Linda Ramone and Mitchel Hyman are the lone shareholders of Ramones Productions Inc, which controls the group’s intellectual property rights, with each owning half of the company’s shares. David Frey, director of the company, is also named in the complaint, which seeks to remove him and appoint a temporary receiver to “prevent the further waste and destruction of the company and its assets.”
The complaint details a long string of disputes between the two sides that has led to a corporate stalemate. In 2018, Hyman initiated an arbitration against Ramone, which led to the filling of counterclaims. It was decided that both parties must advise the other of any potential business dealings or opportunities within 48 hours, with each side engaging in monthly mediation sessions. According to the suit, one conflict involved “protracted attacks on Ms. Ramone’s ability to freely use her legal name “Linda Ramone” on her social media accounts and otherwise.”
In 2019, a fight over the band’s portrayal potential biopic was brought before an arbitrator, who wrote that fans “want a Ramones movie — and to make that happen, each side will need to put on hold their individual desires to make a Mickey movie or a Linda movie and join together to authorize a great biopic to be made about this historically important band.” After the decision was issued, Ramone alleged that Hyman, without her approval, entered discussions with a production company to develop a movie based on “Hyman’s one-sided recitation of the history of the Ramones.”
The arbitrator subsequently ruled that the proposal should have been brought before the company’s board and required shareholder approval, per the complaint.
“To avoid any doubt: as 50% Shareholder of RPI, Ms. Ramone would never have consented to Defendants’ unilateral development of a Ramones biopic had that opportunity been presented to her in the normal course,” the suit stated. “Nor would she (then or at any point in the future) agree to permit the inclusion of any RPI intellectual property or recordings in such a film project.”
Ramone accused Frey of conveying to production partners that he and Hyman intend to circumvent prohibitions on a biopic and her rights as a shareholder of the company by rerecording Ramones tracks and “self-licensing” material for use in any movie.
Additionally, Ramone accuses Hyman of withholding approval of shareholder distribution payments in order to leverage certain structural changes at Ramones Productions.

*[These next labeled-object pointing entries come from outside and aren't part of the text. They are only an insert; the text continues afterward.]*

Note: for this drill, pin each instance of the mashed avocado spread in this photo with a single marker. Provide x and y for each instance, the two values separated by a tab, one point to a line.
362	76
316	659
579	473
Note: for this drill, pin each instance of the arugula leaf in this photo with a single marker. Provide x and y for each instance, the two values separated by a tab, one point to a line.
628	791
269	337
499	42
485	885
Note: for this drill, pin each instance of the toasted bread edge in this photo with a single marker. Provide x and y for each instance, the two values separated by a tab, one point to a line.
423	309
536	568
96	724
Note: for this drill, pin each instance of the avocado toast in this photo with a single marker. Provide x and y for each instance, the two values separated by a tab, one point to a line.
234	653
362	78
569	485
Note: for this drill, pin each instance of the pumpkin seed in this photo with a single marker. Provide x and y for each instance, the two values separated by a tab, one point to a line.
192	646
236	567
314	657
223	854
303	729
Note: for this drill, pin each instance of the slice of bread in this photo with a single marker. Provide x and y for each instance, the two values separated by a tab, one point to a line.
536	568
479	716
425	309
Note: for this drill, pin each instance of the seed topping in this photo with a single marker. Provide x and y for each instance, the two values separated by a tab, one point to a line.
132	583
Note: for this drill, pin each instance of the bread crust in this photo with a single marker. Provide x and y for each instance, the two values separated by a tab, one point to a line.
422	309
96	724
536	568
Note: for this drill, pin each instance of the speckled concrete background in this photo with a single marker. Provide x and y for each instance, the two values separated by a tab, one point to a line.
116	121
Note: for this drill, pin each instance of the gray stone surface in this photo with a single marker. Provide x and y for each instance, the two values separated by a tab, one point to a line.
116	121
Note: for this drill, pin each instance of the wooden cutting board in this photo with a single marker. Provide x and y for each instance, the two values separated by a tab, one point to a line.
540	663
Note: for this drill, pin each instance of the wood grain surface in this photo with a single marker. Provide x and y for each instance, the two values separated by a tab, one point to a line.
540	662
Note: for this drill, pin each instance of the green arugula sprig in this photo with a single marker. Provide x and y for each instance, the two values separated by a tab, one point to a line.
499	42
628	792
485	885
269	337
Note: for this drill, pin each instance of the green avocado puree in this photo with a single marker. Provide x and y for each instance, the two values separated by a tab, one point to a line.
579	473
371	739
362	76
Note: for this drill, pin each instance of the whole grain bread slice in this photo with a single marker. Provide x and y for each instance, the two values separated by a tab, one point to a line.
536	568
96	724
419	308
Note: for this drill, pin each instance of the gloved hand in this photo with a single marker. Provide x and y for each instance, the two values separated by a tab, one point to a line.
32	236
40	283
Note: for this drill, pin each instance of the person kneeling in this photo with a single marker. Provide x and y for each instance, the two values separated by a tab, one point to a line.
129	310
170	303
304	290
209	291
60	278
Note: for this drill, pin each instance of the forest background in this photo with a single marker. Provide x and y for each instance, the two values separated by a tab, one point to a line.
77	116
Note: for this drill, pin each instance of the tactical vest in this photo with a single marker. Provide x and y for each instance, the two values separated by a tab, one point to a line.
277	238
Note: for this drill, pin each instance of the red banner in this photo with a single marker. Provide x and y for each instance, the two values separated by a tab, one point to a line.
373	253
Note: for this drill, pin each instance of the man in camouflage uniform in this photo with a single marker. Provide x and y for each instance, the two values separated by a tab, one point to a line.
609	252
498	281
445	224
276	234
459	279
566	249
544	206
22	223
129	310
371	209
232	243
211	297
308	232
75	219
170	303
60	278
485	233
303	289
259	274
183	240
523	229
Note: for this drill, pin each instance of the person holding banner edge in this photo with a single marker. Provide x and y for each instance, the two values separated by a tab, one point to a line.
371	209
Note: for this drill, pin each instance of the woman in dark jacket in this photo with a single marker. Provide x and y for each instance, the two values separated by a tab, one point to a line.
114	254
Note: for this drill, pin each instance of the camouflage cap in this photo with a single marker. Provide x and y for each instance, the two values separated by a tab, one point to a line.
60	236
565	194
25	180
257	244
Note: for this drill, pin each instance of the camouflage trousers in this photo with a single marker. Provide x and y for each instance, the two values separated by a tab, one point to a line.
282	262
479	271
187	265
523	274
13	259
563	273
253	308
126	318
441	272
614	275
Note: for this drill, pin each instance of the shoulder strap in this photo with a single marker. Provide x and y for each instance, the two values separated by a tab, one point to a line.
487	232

“Defendants attempted to transact portions of Mr. Hyman’s Shares in RPI, for which Mr. Frey would obtain a commission,” the complaint stated. “If successful, their scheme would have enabled Defendants to remain on the RPI Board of Directors to block Ms. Ramone’s ability to move the company forward, while simultaneously extracting the value of the company for their own self-interest.”
Ramone looks to oust Frey for failing to engage with company partners and vendors. According to the complaint, he responded to only a fraction of the licensing requests sent to him in 2022.
The suit brings claims for breaches of fiduciary duty and unjust enrichment, among other claims seeking to restructure the company. It seeks at least $1 million in damages and a court order removing Frey as director.